By Elizabeth Baah, GNA
Tema, Nov. 12, GNA - Traders at the Tema Community one market on Monday appealed to the authorities to come to their aid as the constant flooding at the market makes it difficult for them to carry on with their daily activities.
The traders said the market had deteriorated in recent times, as a result anytime it rained heavily, the place got flooded and accessible to their shops were not possible, whilst their goods got damaged.
The traders told the Ghana News Agency (GNA) at Tema that after last Sunday’s heavy downpour, the whole market got flooded and goods worth thousands of cedis got spoilt in the shops.

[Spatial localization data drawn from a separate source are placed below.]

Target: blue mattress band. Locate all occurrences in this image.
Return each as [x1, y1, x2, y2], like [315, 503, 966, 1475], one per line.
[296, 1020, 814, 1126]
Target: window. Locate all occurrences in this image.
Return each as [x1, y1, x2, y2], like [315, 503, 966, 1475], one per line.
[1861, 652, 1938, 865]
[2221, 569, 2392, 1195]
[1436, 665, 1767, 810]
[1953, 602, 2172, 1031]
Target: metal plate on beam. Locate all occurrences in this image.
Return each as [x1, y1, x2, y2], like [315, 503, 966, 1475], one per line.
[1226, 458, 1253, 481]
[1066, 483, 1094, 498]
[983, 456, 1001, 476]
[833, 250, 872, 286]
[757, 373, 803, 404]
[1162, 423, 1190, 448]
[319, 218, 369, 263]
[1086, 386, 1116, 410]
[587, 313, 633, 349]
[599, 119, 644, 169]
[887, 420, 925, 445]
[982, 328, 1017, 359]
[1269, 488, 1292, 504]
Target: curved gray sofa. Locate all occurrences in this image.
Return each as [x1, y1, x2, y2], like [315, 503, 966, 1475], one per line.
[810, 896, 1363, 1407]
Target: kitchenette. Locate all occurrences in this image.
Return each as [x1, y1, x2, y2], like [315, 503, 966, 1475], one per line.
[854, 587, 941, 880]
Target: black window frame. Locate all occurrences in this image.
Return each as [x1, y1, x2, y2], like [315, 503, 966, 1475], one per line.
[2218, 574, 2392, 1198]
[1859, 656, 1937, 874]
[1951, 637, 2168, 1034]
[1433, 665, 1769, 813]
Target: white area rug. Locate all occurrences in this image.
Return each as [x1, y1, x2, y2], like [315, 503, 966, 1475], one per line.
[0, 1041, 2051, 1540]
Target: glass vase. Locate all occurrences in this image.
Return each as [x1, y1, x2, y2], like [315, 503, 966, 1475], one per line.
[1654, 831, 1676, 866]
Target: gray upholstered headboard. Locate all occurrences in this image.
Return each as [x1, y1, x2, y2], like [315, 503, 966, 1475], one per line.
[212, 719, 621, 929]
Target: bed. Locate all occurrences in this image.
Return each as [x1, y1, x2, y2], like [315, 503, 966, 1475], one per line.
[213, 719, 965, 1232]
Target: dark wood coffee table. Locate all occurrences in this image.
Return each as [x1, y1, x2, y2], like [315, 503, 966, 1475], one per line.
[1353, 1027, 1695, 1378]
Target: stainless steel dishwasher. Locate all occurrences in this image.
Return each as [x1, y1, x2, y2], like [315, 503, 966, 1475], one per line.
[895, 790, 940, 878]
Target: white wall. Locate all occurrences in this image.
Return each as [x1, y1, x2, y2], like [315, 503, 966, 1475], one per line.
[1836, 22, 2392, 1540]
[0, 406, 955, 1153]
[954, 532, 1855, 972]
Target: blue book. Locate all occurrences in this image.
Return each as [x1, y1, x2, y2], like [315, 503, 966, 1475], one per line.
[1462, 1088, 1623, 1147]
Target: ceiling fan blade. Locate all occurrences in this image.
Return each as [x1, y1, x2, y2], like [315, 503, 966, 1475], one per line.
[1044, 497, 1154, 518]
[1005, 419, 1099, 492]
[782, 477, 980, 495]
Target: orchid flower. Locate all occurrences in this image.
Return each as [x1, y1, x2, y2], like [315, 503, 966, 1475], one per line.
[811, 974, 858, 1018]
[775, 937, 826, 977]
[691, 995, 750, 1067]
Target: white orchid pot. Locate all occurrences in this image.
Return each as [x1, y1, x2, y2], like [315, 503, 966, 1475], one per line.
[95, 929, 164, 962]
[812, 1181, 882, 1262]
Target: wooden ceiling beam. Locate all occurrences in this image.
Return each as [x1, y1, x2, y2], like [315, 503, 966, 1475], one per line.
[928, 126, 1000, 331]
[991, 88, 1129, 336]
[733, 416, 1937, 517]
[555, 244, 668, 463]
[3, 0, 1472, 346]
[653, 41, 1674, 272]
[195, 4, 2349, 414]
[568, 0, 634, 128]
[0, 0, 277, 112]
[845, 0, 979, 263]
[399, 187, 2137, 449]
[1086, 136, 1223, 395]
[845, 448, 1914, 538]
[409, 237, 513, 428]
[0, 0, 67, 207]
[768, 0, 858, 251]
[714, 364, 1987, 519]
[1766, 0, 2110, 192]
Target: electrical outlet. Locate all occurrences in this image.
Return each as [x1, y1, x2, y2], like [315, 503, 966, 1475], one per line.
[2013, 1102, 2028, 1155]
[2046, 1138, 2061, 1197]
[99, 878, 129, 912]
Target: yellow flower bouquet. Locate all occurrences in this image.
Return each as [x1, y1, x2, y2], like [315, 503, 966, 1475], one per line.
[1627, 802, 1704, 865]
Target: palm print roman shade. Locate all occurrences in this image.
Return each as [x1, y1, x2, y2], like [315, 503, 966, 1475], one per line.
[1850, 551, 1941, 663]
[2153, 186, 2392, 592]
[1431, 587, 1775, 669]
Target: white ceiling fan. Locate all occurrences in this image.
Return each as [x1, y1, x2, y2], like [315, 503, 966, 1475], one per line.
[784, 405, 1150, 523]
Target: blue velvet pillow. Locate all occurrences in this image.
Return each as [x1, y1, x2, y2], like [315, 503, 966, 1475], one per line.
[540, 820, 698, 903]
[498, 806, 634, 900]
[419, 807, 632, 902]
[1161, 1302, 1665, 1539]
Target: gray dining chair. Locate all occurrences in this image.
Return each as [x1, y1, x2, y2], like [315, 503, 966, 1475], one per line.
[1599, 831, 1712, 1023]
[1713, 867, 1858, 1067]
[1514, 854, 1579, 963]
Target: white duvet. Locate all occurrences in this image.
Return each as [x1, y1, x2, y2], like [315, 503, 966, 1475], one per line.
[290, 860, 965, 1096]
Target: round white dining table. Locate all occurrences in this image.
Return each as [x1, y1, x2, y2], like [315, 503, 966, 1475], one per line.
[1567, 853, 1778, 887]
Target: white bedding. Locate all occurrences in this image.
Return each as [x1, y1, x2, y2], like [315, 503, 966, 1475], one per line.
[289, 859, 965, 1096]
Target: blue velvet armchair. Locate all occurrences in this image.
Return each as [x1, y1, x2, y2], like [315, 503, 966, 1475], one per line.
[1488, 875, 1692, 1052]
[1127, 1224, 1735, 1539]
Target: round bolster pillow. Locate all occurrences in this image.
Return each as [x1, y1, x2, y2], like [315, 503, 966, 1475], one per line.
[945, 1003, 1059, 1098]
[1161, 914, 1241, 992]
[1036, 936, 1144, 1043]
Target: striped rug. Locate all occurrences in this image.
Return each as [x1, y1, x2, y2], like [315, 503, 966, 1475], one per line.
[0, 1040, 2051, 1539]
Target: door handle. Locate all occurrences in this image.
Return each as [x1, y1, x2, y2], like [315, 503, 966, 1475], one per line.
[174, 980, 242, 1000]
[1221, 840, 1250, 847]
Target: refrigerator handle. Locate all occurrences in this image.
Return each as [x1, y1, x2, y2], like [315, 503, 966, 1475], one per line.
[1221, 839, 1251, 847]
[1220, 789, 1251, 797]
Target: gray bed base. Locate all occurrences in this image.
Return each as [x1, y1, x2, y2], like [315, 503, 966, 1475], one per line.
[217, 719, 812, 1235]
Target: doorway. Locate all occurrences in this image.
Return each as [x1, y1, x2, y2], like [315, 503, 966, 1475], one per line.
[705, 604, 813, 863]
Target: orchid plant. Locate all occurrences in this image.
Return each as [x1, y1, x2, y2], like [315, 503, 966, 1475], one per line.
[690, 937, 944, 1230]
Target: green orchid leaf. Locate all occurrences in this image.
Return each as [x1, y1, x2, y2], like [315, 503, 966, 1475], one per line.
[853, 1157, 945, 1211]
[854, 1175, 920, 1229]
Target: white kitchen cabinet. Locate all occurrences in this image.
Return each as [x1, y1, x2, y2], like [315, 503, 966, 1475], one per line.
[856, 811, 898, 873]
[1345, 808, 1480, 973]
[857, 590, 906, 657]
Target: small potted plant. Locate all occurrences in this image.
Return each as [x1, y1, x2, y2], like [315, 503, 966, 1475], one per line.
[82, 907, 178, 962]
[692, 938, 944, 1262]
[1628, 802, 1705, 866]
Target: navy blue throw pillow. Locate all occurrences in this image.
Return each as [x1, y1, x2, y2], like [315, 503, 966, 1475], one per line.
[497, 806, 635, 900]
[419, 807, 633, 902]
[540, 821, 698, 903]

Madam Enyonam Attipoe, a material seller, said “almost all the materials in the shop got wet, last Sunday’s downpour was too much, the zips, stiffs, the materials are all wet, as for the stiff the moment water touches it, it becomes a waste material because nobody would want to buy it”.
Aunty Esi Yeboah, a shop owner, lamented, “most of the things in my shop got spoiled, pampers, tissue, and some sanitary pads are all wet and I have to bear the cost now”.
Mr. Richard Nyawoli, a shop owner recounting the lost after the rains said, “I have lost about GH¢15,000.00: over 15 bags of the 50kg rice, ten bags of the 25kg and 15 pieces of 1kg; 15 cartons of cube sugar, and numerous pieces of spaghetti.
Even though he expressed concern about the condition of the market, he however attributed the situation to the unwillingness to participate in the monthly general clean-up exercise which was supposed to be done first Saturdays in every month.
Mr Nyawoli said whenever it was time to do the general cleaning many of the traders would give series of excuses and when left undone, ended up with gutters being choked with filth and flooding whenever it rained in the market.
Mr Ebenezer Cudjoe, the Tema Metropolitan Director of the National Disaster Management Organization (NADMO), in an interview with the Ghana News Agency at Tema, said NADMO had educated and sensitized the traders on weekly basis on measure to put in place to reduce the rate of flooding in the market.
He said anytime it was about to rain, some of the traders would deliberately dump refuse in the gutters which ended up causing the flood; adding that, NADMO had gone there on several occasions to clean-up the refuse but within some few days the place would be filled with refuse again.
Mr Cudjoe said NADMO was aware of their plight and was putting measures in place to curb the flooding problems in the market, but called for cooperation from the traders.